Semakin hangat, Anggota DPD RI, Buya Jelita Donal, yang hadir sebagai pembicara, menyampaikan apresiasi setinggi-tingginya. “‘Aisyiyah Sumbar tampil sangat progresif, penuh semangat, dan bergerak cepat dalam menghadirkan kemanfaatan untuk umat,” pujinya.

Ia bahkan mengutip Surat Al Maidah ayat 32 yang menggetarkan:
“Barangsiapa yang membunuh satu jiwa, bukan karena jiwa yang lain, atau karena membuat kerusakan di muka bumi, maka seakan-akan dia telah membunuh manusia seluruhnya. Dan barangsiapa yang memelihara kehidupan seorang manusia, maka seolah-olah dia telah memelihara kehidupan manusia semuanya.”

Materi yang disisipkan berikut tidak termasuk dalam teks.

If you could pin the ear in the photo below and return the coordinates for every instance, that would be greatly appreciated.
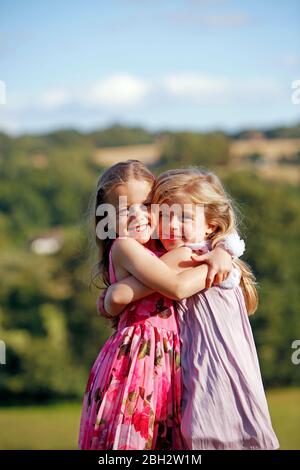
(210, 228)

Buya Jelita pun berjanji akan bersilaturahim ke seluruh PCA di Sumbar. “InsyaAllah,” ucapnya disambut tepuk tangan meriah.

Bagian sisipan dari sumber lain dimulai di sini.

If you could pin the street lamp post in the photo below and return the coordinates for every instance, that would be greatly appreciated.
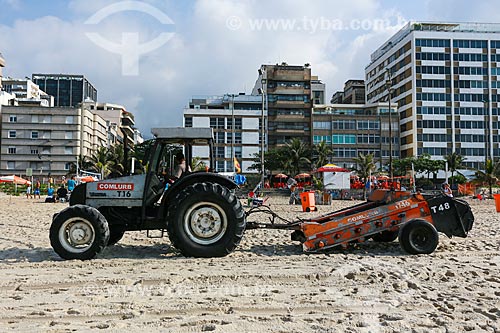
(486, 133)
(232, 132)
(388, 83)
(263, 73)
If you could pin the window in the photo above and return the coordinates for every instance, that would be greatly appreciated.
(344, 139)
(237, 137)
(219, 137)
(219, 152)
(238, 152)
(238, 123)
(321, 124)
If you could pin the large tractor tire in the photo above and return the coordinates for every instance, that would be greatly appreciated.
(206, 220)
(79, 232)
(385, 236)
(418, 237)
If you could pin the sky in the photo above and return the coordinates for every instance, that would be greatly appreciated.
(152, 56)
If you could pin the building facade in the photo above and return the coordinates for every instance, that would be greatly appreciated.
(287, 92)
(2, 65)
(67, 89)
(236, 121)
(351, 129)
(353, 93)
(25, 92)
(119, 121)
(444, 78)
(47, 140)
(318, 91)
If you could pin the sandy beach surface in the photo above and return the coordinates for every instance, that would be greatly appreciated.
(266, 285)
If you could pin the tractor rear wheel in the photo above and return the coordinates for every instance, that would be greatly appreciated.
(385, 236)
(418, 237)
(206, 220)
(79, 232)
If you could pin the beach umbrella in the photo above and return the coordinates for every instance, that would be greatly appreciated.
(14, 179)
(86, 179)
(330, 167)
(302, 175)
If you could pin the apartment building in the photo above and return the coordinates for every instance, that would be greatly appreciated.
(120, 122)
(353, 93)
(67, 89)
(46, 139)
(236, 121)
(351, 129)
(287, 93)
(25, 92)
(444, 79)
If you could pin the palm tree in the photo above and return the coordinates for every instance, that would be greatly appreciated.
(365, 166)
(455, 162)
(490, 175)
(101, 161)
(298, 154)
(322, 153)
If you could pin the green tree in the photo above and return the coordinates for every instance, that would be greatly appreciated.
(490, 175)
(117, 165)
(322, 153)
(197, 164)
(365, 165)
(298, 155)
(273, 161)
(455, 162)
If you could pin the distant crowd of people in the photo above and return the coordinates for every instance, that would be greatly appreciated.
(62, 193)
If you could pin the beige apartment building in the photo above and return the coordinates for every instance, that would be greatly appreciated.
(47, 140)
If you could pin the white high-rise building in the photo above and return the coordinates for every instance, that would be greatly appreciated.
(445, 83)
(218, 112)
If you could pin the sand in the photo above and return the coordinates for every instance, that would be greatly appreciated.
(266, 285)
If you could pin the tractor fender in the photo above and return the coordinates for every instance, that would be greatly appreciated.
(197, 177)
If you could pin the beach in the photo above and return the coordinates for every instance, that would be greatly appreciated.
(267, 285)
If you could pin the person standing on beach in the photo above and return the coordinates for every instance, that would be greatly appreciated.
(37, 189)
(447, 190)
(28, 192)
(71, 184)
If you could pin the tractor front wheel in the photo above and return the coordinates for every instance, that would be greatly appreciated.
(206, 220)
(418, 237)
(79, 232)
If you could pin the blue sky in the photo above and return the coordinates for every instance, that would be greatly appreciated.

Seminar ini tidak sekadar wacana. Ada tiga target konkret yang ingin dicapai: pertama: Membangun pemahaman kolaborasi hukum dan nilai kemanusiaan. Kedua, Merumuskan strategi perlindungan hukum bagi kelompok rentan. Ketiga, Memperkokoh peran dakwah dalam menciptakan perdamaian.

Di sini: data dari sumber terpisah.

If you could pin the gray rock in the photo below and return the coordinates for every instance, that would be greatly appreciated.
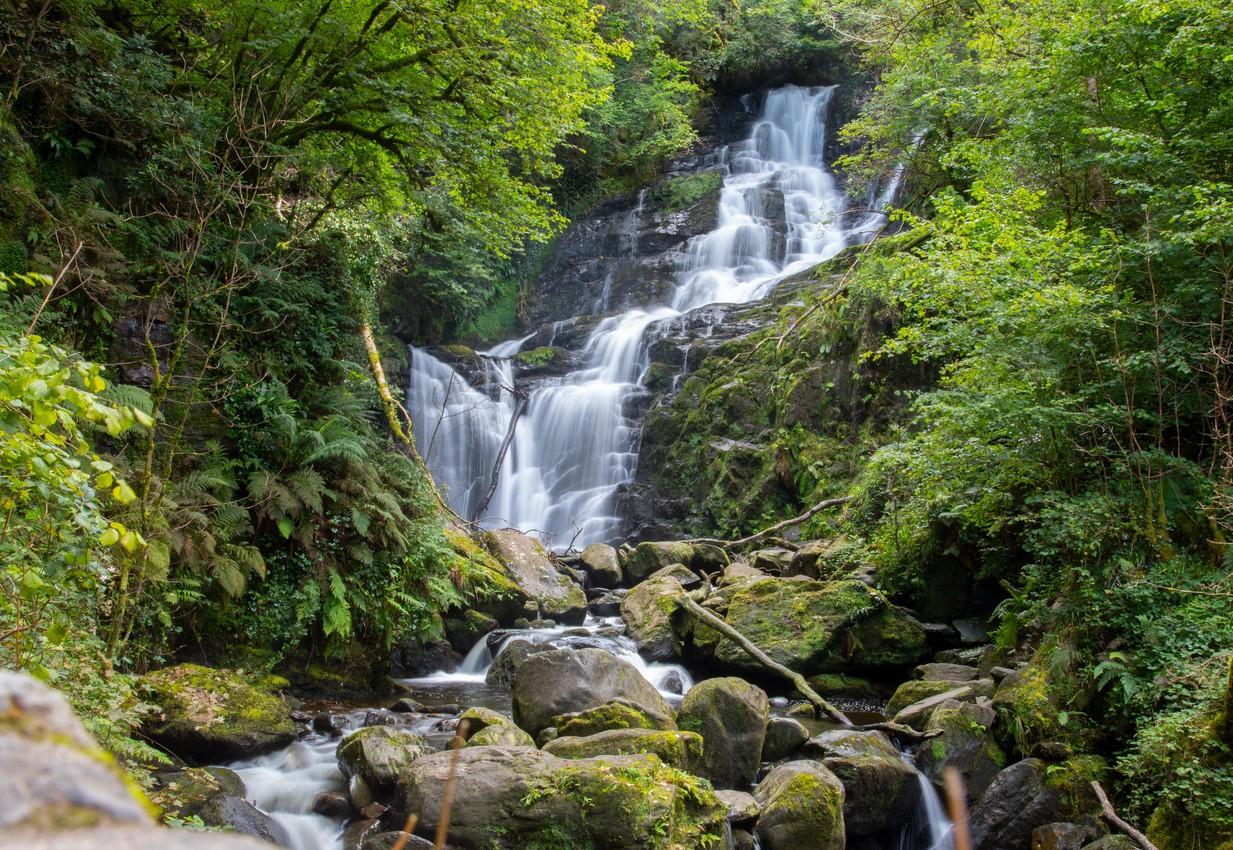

Hadir sebagai narasumber pengguncang pikiran: Prof. Dr. Ikhwan Matondang, M.Ag (Dosen Fakultas Syariah UIN Imam Bonjol Padang) dan Dra. Burnalis, MA (Hakim Tinggi di Pengadilan Tinggi Agama Padang). Mereka mengupas tuntas bagaimana hukum berkeadilan bisa menjadi tameng bagi yang lemah.

Ketua Panitia Dr. Rahima Zakia, M.Pd. mengucapkan terima kasih khusus kepada Buya Jelita Donal yang telah memberikan dukungan dana penuh, serta Direktur Universitas Muhammadiyah Sumbar yang memfasilitasi gedung megah dan sejuk ini. Tak lupa, seluruh pihak yang bahu-membahu menyukseskan acara.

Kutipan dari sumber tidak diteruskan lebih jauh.